Sean Krisanski is developing a flying robot to collect samples from the forest canopy, research that earned him the Forest & Wood Products Australia Award at this week’s Science and Innovation Awards for Young People in Agriculture, Fisheries and Forestry.
Currently, collecting samples from the canopy involves hiring an arborist to climb trees and trim the branches with a saw – work that is expensive, time-consuming and possibly dangerous.
The University of Tasmania mechanical engineer wants to develop a drone with a saw attached that can fly into the canopy and collect a sample.
One of the major challenges is making sure the drone can tolerate collisions. “I will be designing a 3D-printed airframe which will protect the rotors and make the system fairly robust to the inevitable collisions with branches, with a small saw integrated into the airframe for the actual cutting,” he said.

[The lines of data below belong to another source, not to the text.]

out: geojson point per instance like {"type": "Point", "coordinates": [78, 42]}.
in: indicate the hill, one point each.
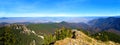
{"type": "Point", "coordinates": [110, 24]}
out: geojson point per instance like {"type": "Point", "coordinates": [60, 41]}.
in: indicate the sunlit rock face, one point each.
{"type": "Point", "coordinates": [82, 39]}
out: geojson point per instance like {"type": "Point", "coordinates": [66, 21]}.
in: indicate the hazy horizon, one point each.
{"type": "Point", "coordinates": [59, 8]}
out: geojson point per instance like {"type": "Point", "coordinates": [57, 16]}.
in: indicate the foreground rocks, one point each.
{"type": "Point", "coordinates": [82, 39]}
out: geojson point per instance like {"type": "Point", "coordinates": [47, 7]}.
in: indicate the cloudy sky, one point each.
{"type": "Point", "coordinates": [59, 8]}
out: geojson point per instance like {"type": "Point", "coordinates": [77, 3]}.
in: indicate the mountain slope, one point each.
{"type": "Point", "coordinates": [110, 24]}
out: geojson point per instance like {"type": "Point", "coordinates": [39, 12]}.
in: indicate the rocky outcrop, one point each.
{"type": "Point", "coordinates": [82, 39]}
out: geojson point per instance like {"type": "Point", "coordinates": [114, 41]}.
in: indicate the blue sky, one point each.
{"type": "Point", "coordinates": [59, 8]}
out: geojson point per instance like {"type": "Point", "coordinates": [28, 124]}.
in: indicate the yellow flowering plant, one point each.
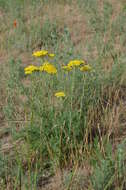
{"type": "Point", "coordinates": [60, 94]}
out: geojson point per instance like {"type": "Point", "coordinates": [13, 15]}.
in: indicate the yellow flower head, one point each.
{"type": "Point", "coordinates": [60, 94]}
{"type": "Point", "coordinates": [40, 53]}
{"type": "Point", "coordinates": [28, 72]}
{"type": "Point", "coordinates": [51, 54]}
{"type": "Point", "coordinates": [49, 68]}
{"type": "Point", "coordinates": [30, 69]}
{"type": "Point", "coordinates": [75, 63]}
{"type": "Point", "coordinates": [86, 68]}
{"type": "Point", "coordinates": [67, 68]}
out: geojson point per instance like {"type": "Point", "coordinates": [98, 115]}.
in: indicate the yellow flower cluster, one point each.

As part of his PhD research, Sean has already built several drones that fly under the tree canopy to undertake remote sensing—using lasers and cameras to create 3D maps of the forest. He has also previously built a drone to map dangerous areas in underground mines.
“There’s a lot of research that you simply can’t afford to do because it’s hard to justify paying someone to climb a single tree just to get a small branch or leaf sample and collecting samples from hundreds of trees is not really a practical option,” he said.
He will be collaborating with other researchers in the forestry sector as well as with forestry companies for field trials.